Next year is a bit late for a half-centenary celebration as the college opened on the 20th of August 1968.
That is forgetting the previous 50 years.
Captain Charles H Brown, author of several text books, was appointed superintendent of the Navigation Dept. in 1910 of what became the Royal College of Science and Technology and then the University of Strathclyde.
Glasgow Corporation took over in 1958 or 1959 when the Navigation Dept. moved across the road to an old church at the corner of Martha Street.
When the 'New College' opened in August 1968 the Navigation Dept was on the 6th 7th and 8th floors, the Radio Dept was below that and the Engineering Dept. on the lower floors.
For several weeks everyone was merrily using the lifts until some bright spark noticed 
that there was no safety certificate and we had to walk up seven floors.
The Power Plant did not move from Springburn College for several years as the site was still occupied by tenements and a cork warehouse. 
For several years there were no female staff or students, apart from three or four office girls, the only female toilet was along the corridor towards the principals office.
How did three or four office girls, without computers, manage all the work of the college! We live in an age of progress!
I believe in this half-centenary celebration, honour should be paid to the college hereos
Lt. Cdr. Harold Hinksman Brown RNR DSC (sinking a U-boat) Son of the college founder.
Lt. Cdr. Ian Pearson RNR DSC and Bar and five times mentioned in dispatches.


----------



## George Bis

I first started in the 2nd.Mates class in Nov. 1970 and the whole surrounding area was being demolished for rebuilding. As streets came down the last buildings left standing were the pubs which carried on serving even when the rest of the street had gone! Can't remember where the Clelland fitted into this.


----------



## John Cassels

Up for Masters early 1973 , one of the lads ( union castle ) I think had the very first electronic calculator the rest of us had ever seen. Cost him a fortune , could only add , subtract , multiply and divide but to us it was a miracle . Even Capt.Callender was impressed.


----------



## Stephen J. Card

John Cassels said:


> Up for Masters early 1973 , one of the lads ( union castle ) I think had the very first electronic calculator the rest of us had ever seen. Cost him a fortune , could only add , subtract , multiply and divide but to us it was a miracle . Even Capt.Callender was impressed.



Five years later... you could use a calculator, BUT you had to show all of the working on the work sheets or go zero marks.
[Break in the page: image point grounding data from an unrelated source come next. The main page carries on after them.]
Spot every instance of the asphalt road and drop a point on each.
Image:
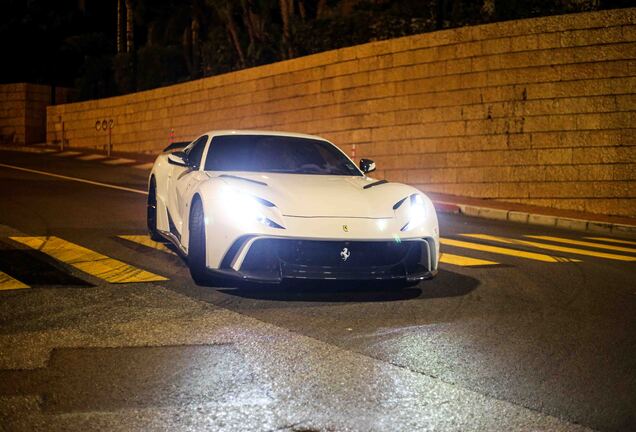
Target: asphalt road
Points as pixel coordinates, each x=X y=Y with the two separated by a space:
x=520 y=341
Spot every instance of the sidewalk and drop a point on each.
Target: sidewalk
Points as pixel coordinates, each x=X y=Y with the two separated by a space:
x=475 y=207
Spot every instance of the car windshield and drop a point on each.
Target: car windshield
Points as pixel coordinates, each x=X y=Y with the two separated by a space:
x=277 y=154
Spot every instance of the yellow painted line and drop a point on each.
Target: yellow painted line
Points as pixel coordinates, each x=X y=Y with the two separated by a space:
x=8 y=283
x=145 y=241
x=608 y=240
x=89 y=261
x=552 y=247
x=80 y=180
x=119 y=161
x=504 y=251
x=463 y=261
x=146 y=166
x=92 y=157
x=582 y=243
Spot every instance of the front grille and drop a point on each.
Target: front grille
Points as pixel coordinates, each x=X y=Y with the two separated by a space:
x=373 y=259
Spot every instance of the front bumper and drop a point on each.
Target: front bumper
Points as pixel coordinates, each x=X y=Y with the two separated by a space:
x=272 y=260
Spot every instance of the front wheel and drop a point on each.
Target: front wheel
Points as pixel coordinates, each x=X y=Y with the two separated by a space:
x=196 y=244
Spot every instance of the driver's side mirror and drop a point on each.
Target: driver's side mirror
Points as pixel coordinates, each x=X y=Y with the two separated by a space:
x=367 y=165
x=178 y=159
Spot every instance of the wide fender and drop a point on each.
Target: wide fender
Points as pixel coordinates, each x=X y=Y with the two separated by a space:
x=160 y=173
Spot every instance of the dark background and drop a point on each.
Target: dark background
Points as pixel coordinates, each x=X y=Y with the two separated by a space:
x=73 y=43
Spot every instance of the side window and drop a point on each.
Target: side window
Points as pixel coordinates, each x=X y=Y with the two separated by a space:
x=196 y=151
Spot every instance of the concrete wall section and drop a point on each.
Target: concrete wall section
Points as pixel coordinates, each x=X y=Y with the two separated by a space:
x=23 y=111
x=537 y=111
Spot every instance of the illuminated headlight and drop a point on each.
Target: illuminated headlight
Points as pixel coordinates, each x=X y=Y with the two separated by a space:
x=417 y=212
x=245 y=208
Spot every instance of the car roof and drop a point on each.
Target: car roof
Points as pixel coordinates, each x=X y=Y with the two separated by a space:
x=261 y=132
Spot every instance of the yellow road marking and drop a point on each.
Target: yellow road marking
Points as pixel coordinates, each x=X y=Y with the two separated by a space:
x=75 y=179
x=145 y=241
x=145 y=166
x=119 y=161
x=92 y=157
x=88 y=261
x=463 y=261
x=581 y=243
x=504 y=251
x=8 y=283
x=605 y=239
x=552 y=247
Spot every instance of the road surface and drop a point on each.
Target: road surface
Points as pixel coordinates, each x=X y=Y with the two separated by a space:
x=525 y=328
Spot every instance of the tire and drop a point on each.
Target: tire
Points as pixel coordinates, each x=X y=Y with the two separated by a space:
x=151 y=211
x=196 y=244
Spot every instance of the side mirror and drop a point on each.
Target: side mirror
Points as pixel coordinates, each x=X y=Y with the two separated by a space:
x=367 y=165
x=178 y=159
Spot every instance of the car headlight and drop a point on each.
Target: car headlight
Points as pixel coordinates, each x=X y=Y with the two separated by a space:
x=417 y=212
x=246 y=208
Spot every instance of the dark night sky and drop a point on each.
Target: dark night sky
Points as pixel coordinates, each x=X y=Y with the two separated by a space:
x=46 y=41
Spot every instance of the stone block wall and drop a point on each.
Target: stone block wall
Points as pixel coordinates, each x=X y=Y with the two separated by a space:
x=538 y=111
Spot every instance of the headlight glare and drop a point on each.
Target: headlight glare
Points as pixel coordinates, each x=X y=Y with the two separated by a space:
x=245 y=208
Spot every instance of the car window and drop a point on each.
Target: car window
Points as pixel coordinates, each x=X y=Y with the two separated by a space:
x=195 y=152
x=272 y=153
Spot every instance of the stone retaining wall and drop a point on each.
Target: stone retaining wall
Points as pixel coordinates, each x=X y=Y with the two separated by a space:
x=538 y=111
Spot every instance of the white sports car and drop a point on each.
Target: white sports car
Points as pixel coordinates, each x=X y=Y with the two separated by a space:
x=268 y=206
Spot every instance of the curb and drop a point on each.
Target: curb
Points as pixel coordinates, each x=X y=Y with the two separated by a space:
x=535 y=219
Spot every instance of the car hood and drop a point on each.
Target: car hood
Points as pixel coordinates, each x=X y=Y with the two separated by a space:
x=305 y=195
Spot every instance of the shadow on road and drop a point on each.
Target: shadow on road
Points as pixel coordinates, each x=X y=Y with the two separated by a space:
x=446 y=284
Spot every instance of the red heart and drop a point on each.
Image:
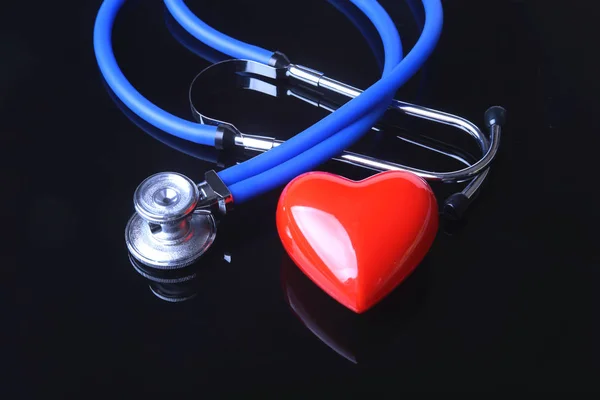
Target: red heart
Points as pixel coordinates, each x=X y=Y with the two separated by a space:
x=357 y=240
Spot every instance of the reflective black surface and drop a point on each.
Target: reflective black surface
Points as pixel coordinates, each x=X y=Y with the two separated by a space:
x=506 y=300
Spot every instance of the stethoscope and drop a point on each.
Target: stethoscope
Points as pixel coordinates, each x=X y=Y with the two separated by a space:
x=175 y=222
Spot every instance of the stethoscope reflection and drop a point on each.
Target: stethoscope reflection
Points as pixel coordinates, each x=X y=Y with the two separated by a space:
x=357 y=338
x=180 y=284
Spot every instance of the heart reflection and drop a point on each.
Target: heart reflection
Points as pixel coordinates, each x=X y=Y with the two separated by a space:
x=356 y=337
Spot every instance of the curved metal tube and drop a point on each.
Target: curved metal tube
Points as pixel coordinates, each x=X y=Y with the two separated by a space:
x=250 y=72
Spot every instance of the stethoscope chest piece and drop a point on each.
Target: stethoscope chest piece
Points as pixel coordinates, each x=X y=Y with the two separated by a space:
x=168 y=231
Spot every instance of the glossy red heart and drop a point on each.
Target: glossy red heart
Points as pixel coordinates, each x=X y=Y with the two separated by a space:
x=357 y=240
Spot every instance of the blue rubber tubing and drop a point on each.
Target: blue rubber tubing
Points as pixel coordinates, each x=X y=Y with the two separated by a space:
x=332 y=146
x=328 y=126
x=184 y=129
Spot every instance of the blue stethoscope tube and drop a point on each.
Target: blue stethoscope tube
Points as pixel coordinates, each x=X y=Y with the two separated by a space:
x=315 y=145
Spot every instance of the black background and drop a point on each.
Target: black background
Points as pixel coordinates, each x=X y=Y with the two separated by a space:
x=506 y=301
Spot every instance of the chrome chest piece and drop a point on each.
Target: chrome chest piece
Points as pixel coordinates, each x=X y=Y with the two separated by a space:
x=173 y=224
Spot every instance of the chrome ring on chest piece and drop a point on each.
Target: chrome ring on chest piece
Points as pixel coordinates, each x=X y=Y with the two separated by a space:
x=174 y=225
I would guess you could still loose 50% of the mark and gain a big red 'P'!!!


----------



## NZSCOTTY

Stephen J. Card said:


> Five years later... you could use a calculator, BUT you had to show all of the working on the work sheets or go zero marks. I would guess you could still loose 50% of the mark and gain a big red 'P'!!!


Pity they were ever invented as the modern youth can't count without them. Bring back the "times tables" in schools! (2x2=4 etc)!


----------



## Ron Stringer

NZSCOTTY said:


> Pity they were ever invented as the modern youth can't count without them. Bring back the "times tables" in schools! (2x2=4 etc)!


Don't get the logic behind that. Can you recall all your log tables or work out your sights by remembering your Nories tables?


----------



## NZSCOTTY

My logic was based on a light hearted view however try getting a lad or lass behind the counter in a shop when you have mentally added up the price while they are still counting via their calculator.


----------



## Ron Stringer

NZSCOTTY said:


> My logic was based on a light hearted view however try getting a lad or lass behind the counter in a shop when you have mentally added up the price while they are still counting via their calculator.


My response was light-hearted too - but all these things are relative. You have a skill that they don't have but you still can't recall things that some other people can. Those kids can probably quote you every tune recorded by their latest on-line idol, of whose existence you aren't even aware.

Maybe not important to you and I but essential if you are to move in their social circles. 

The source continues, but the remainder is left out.